Lightly brush a 12" cast-iron skillet with oil. Mix beef, potatoes, onion, salt, pepper, cumin, and coriander in a large bowl until just combined. Set aside until ready to use.
10 min
- 2.
Roll out 1 sheet of puff pastry on a lightly floured work surface to a 15" square. Roll dough loosely around rolling pin, then unfurl into prepared pan. Gently lift and settle dough into pan. Chill until ready to use. Flour a large piece of parchment and roll out remaining sheet of puff pastry to a 12" square. Chill until ready to use.
15 min
- 3.
Whisk egg and 1 Tbsp. water in a small bowl.

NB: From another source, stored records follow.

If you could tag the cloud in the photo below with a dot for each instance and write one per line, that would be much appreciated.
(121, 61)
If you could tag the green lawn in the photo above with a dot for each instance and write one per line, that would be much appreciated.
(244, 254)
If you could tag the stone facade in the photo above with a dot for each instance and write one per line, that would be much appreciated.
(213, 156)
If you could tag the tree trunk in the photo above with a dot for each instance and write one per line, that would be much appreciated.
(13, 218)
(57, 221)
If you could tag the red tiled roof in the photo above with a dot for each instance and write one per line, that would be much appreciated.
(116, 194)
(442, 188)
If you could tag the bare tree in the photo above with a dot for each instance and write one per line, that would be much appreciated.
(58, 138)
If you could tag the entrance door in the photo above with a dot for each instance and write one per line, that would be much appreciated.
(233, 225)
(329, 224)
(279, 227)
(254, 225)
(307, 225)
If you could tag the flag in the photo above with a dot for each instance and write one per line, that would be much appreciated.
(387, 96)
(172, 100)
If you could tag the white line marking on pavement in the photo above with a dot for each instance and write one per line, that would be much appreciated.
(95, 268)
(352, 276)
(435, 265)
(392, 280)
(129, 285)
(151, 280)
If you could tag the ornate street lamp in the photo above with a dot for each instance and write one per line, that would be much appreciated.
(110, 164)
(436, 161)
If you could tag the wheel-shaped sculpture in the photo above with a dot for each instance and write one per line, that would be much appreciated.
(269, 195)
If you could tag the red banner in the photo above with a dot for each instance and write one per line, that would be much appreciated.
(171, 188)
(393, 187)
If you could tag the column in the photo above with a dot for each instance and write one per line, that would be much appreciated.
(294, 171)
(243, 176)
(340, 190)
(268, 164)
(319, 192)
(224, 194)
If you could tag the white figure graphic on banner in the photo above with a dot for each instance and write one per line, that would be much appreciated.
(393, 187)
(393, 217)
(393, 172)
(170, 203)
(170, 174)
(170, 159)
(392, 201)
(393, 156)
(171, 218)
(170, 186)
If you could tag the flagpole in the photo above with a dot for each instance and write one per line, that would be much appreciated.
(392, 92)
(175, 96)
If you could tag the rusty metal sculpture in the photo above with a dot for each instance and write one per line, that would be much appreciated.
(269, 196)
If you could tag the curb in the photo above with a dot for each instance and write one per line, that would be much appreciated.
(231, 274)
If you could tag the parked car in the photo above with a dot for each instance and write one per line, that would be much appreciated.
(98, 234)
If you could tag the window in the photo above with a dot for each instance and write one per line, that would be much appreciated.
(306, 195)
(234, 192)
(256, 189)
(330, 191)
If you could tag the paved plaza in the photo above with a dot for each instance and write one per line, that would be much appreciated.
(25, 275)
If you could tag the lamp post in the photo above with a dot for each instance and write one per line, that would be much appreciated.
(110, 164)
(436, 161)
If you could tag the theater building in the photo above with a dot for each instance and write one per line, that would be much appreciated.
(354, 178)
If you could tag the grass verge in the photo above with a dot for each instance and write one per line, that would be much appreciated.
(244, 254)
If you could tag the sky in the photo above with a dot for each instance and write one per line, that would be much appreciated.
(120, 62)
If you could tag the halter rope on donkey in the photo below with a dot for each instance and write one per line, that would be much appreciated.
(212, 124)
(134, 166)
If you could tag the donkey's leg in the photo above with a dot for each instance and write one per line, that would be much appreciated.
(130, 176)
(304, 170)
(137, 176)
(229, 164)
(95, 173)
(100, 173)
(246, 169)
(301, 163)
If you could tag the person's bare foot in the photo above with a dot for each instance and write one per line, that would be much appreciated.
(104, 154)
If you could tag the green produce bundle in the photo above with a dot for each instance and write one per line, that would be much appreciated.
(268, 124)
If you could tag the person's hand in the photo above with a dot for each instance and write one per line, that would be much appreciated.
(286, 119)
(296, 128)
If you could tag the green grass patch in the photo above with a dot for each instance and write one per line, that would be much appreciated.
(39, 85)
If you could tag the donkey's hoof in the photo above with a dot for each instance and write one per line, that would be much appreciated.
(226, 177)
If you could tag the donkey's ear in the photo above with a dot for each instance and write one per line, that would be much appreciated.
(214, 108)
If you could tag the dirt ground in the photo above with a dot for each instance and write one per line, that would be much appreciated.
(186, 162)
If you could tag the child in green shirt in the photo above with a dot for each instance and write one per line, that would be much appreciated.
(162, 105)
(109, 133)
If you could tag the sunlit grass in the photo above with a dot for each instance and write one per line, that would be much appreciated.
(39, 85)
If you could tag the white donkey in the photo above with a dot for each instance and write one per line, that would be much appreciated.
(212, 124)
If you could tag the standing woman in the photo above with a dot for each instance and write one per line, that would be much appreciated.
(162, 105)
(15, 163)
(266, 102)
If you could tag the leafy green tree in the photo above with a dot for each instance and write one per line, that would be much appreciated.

Fill dough in pan with meat mixture. Brush edges of dough with egg wash; reserve any remaining egg wash. Place remaining dough over meat mixture, pressing edges of dough together. Trim, leaving a 1" overhang. Do not throw away any trimmed dough; you can use it to make leaf, polka dot, or stripe decorations on top of the pie.
15 min
- 4.
Fold dough about 1/2" over itself and crimp decoratively. Using the tip of a knife, cut 10-12 round vents about 1" in diameter on top of pie. If you cut out any shapes from your leftover trimmings, place them on top as well. Chill pie at least 1 hour and up to 2.
60 min
- 5.
Place a sheet tray on oven rack, then place rack on bottom third of oven; preheat to 375°F. Brush entire pie with reserved egg wash and place onto preheated sheet tray. Bake pie, turning halfway through, until meat is cooked through and crust is well browned, 70-80 minutes. Let cool 30-40 minutes before slicing.